It’s worth slogging through Bowler’s sarcasm and disdain, however, to get to anecdotes like the one about Nazi schoolchildren singing a version of “Silent Night” that included these lyrics:

Silent night, Holy night,
All is calm, all is bright.
Adolf Hitler is Germany’s star
Showing us greatness and glory afar
Bringing us Germans the might.

But a more serious problem is that Bowler misses an opportunity to look critically at contemporary conservative paranoia about the war on Christmas. By the time the reader gets to the present day, she is trudging through pages upon pages in which almost the only sources cited are Fox News, National Review, and other noble muckrakers. But it would be nice to see deeper analysis of why reporting on local officials who dare to call a tinsel-decked fir in the town square a “holiday tree” resonates with news consumers.

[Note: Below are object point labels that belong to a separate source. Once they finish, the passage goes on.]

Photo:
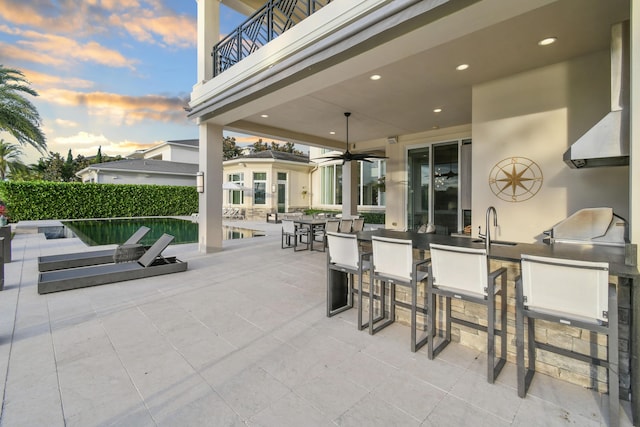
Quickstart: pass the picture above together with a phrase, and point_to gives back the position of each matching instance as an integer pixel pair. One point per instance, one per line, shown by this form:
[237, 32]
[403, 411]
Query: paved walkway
[241, 338]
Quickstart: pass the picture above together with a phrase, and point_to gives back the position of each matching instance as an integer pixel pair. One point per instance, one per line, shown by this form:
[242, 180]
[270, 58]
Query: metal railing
[271, 20]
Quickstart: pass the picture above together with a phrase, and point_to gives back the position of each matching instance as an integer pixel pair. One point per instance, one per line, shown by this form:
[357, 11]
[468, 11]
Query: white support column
[349, 189]
[210, 202]
[208, 35]
[634, 157]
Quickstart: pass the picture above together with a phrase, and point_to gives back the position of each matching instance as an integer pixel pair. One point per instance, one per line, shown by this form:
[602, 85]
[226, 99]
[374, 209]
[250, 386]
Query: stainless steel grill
[596, 226]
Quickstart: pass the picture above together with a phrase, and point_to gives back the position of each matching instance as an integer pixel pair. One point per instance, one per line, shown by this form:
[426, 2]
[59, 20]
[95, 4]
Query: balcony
[269, 22]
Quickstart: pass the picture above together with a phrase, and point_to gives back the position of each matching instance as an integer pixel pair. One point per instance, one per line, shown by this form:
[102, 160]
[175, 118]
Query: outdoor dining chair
[320, 234]
[358, 225]
[462, 273]
[393, 264]
[345, 261]
[573, 293]
[292, 235]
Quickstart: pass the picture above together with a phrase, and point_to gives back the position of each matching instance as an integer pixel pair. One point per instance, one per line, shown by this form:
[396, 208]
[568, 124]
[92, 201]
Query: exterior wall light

Fox’s Bill O’Reilly declared victory in the war on Christmas in 2014, noting that for the first time in recent memory, no stores had instructed their employees not to say “Merry Christmas” to customers. Phew! But just as hostilities seemed to be dying down, Donald Trump revived them. “If I become president, we’re gonna be saying Merry Christmas at every store,” he told Iowans last year. “You can leave ‘happy holidays’ at the corner.” The promise became a staple of his stump speech. It all seemed so harmless for a while, didn’t it? But Bowler’s book is a timely reminder that progressives should be paying more attention to the fear many conservatives feel that their culture is slipping away from them. As frivolous as the war on Christmas may seem, once in a while it has casualties.